1 ounce Jack Daniels Tennessee Fire whiskey
1 ounce 151 Rum
2 ounces Apple Cider
I ounce Ginger Ale
Half a mandarin orange
¼ ounce Grenadine
Combine whiskey, cider, ginger ale and grenadine in a cocktail shaker; shake well. Pour contents over ice. Peel the half a mandarin orange so that the peel resembles a little boat. Float the orange peel boat in the drink and fill it carefully with 151 rum. Light the rum. Be careful. If there is any chance that you will light anything other than the rum, stop! Don’t do it! Safety First! When you grow tired of admiring the flame, “sink the boat” into the drink and stir. Yummy. This one is so crazy delicious that the ghost of George C. Scott playing John Rainbird is going to come looking for you!
4 ounces hot chocolate (We used Trader Joe’s. Yummy. Don’t skimp.)
1 ounce silver Tequila
½ ounce elderflower liquor
Make hot chocolate according to directions. Stir in Tequila and elderflower liqueur. Cut marshmallow in the shape of a book and use toothpick to draw pages on it with the hot chocolate. This is the “marshmallow manuscript” that you will float in the drink as a garnish. Later, Annie will grow so enraged by this cocky-doody manuscript that she will break both your legs. That’s going to hurt. The drink, on the other hand, is delicious and comforting.
1 ounce Gin
½ ounce Triple Sec
½ ounce sweet white Vermouth
¼ ounce absinthe
1 ounce Rose’s lime juice
1 ounce fresh-squeezed lemon juice
This one surprised the wife and I with how delicious it was. It actually tasted like a drink we would pay big money for in some fancy saloon. We think it was the absinthe, but it might just be... ratios.
ANNOYING HISTORICAL PAUSE: Harry Craddock, lead bartender at London’s Savoy Hotel is credited with inventing this drink in the 1920’s as a hangover cure. This was back when absinthe was legal.
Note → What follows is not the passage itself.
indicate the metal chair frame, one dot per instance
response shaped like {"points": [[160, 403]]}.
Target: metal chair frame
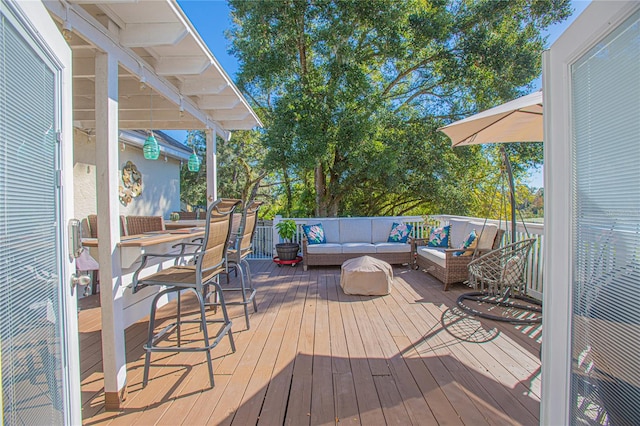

Absinthe was made illegal for almost fifty years; many people believe it was banned because it was a hallucinogen. WRONG! Turns out one of the ingredients of the original liqueur was tincture of wormwood... which was POISON! Modern absinthe is safe to drink... and delicious if used sparingly. Did I mention this cocktail was our favorite of the four?
Combine all ingredients except garnish in a cocktail shaker and shake vigorously. Pour over ice. Garnish with a strip of lemon peel. Drink. Savor. Revive! This cocktail even winds up the color of the mist in the Frank Darabount film. (Well, the color version.) Yummy. Sip. Sip. Slow down. What’s Thomas Jane saying, and why does he have that gun?